Parker works as an optometrist at his own business that he founded. He is a member of the American Optometric Association and the Mississippi Optometric Association.

==Political career==

Parker won a special election in 2012 to replace retiring senator Merle Flowers in District 19 after defeating Rep. Pat Nelson. The district included parts of DeSoto County and was the most populous district in the state. Legislative redistricting created a new district in DeSoto county, resulting in Parker to run in District 2 for the Mississippi State Senate in 2015. He won the election.
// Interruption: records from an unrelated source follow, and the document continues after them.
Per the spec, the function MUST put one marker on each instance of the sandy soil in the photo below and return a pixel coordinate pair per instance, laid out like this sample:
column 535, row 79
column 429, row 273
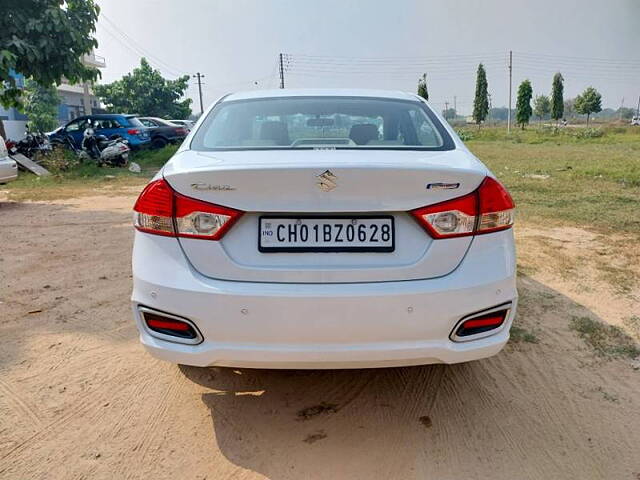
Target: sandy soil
column 79, row 398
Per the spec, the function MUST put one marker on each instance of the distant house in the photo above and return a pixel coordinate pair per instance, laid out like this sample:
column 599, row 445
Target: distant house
column 75, row 100
column 78, row 99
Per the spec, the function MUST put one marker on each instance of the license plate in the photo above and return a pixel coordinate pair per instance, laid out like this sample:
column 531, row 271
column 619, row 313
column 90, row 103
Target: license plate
column 326, row 234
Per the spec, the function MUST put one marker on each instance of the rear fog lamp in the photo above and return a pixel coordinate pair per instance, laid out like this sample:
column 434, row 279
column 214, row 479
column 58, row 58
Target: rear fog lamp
column 480, row 325
column 162, row 325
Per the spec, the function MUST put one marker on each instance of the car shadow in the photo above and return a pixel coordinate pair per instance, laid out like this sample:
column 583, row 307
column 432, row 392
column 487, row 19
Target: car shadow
column 518, row 414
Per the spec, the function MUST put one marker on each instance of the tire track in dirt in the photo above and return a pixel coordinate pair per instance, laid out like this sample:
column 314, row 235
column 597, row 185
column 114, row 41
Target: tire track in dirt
column 18, row 405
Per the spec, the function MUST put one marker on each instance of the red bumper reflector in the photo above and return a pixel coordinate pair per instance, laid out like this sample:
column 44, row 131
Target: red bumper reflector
column 484, row 322
column 481, row 323
column 168, row 324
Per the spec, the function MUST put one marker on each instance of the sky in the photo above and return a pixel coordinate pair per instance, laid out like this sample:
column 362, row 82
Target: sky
column 380, row 44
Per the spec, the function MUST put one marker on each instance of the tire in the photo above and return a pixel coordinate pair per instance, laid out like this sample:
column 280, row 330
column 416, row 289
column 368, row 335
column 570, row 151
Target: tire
column 159, row 142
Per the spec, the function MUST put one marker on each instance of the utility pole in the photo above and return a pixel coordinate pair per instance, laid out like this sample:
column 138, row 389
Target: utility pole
column 510, row 79
column 280, row 62
column 199, row 76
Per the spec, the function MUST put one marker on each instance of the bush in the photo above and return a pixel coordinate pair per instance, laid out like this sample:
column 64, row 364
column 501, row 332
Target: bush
column 59, row 160
column 465, row 135
column 589, row 133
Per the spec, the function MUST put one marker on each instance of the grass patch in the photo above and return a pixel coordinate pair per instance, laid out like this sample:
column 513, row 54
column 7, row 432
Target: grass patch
column 522, row 335
column 82, row 179
column 632, row 324
column 592, row 182
column 605, row 340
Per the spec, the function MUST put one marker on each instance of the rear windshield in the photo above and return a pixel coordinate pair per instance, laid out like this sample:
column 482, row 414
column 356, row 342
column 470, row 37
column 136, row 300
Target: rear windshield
column 321, row 122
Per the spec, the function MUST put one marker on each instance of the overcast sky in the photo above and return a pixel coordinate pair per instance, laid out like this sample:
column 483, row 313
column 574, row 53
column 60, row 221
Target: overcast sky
column 380, row 44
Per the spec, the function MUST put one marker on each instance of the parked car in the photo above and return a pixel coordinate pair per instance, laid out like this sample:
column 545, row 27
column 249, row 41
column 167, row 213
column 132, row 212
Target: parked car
column 8, row 167
column 188, row 124
column 110, row 125
column 163, row 132
column 323, row 229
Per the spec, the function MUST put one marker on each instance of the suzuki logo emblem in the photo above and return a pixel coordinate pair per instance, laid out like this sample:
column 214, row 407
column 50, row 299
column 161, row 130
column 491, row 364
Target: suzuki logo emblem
column 326, row 181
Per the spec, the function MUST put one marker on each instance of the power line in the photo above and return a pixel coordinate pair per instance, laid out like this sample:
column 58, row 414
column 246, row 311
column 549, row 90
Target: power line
column 146, row 53
column 199, row 76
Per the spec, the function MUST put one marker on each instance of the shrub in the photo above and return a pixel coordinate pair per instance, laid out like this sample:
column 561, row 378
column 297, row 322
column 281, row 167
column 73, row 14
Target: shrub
column 59, row 160
column 465, row 135
column 589, row 133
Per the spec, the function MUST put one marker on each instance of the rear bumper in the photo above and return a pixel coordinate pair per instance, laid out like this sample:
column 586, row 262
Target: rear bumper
column 277, row 325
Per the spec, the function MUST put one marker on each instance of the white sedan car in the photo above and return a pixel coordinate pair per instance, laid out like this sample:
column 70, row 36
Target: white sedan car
column 323, row 229
column 8, row 167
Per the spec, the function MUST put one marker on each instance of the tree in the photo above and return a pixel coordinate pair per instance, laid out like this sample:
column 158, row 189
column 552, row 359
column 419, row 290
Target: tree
column 557, row 94
column 450, row 113
column 146, row 92
column 481, row 100
column 590, row 101
column 45, row 40
column 41, row 106
column 523, row 103
column 569, row 107
column 541, row 106
column 422, row 87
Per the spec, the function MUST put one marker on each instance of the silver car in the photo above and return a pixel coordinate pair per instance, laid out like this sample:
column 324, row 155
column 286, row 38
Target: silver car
column 8, row 168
In 2019, his seat was considered "Safe Republican" by the Mississippi Center for Public Policy.

He voted to defund Common Core in 2014 on an amendment, which ultimately failed. In the aftermath of the Charleston church shooting in June 2015, Parker called for the Confederate battle flag to be removed from the flag of Mississippi, suggesting it was divisive. He was part of the legislative redistricting committee in the senate in 2021. He authored a proposal to reinstate the ballot initiative in the state.

He declined to run for the 1st Congressional District upon Alan Nunnelee's death.

In 2025, Parker opted not to run for re-election. Democrat Theresa Gillespie Isom won the seat.

==Personal life==
Parker is married to Ashleigh Beckett and has four children. They reside in Olive Branch, Mississippi. He is a member of the United Methodist Church.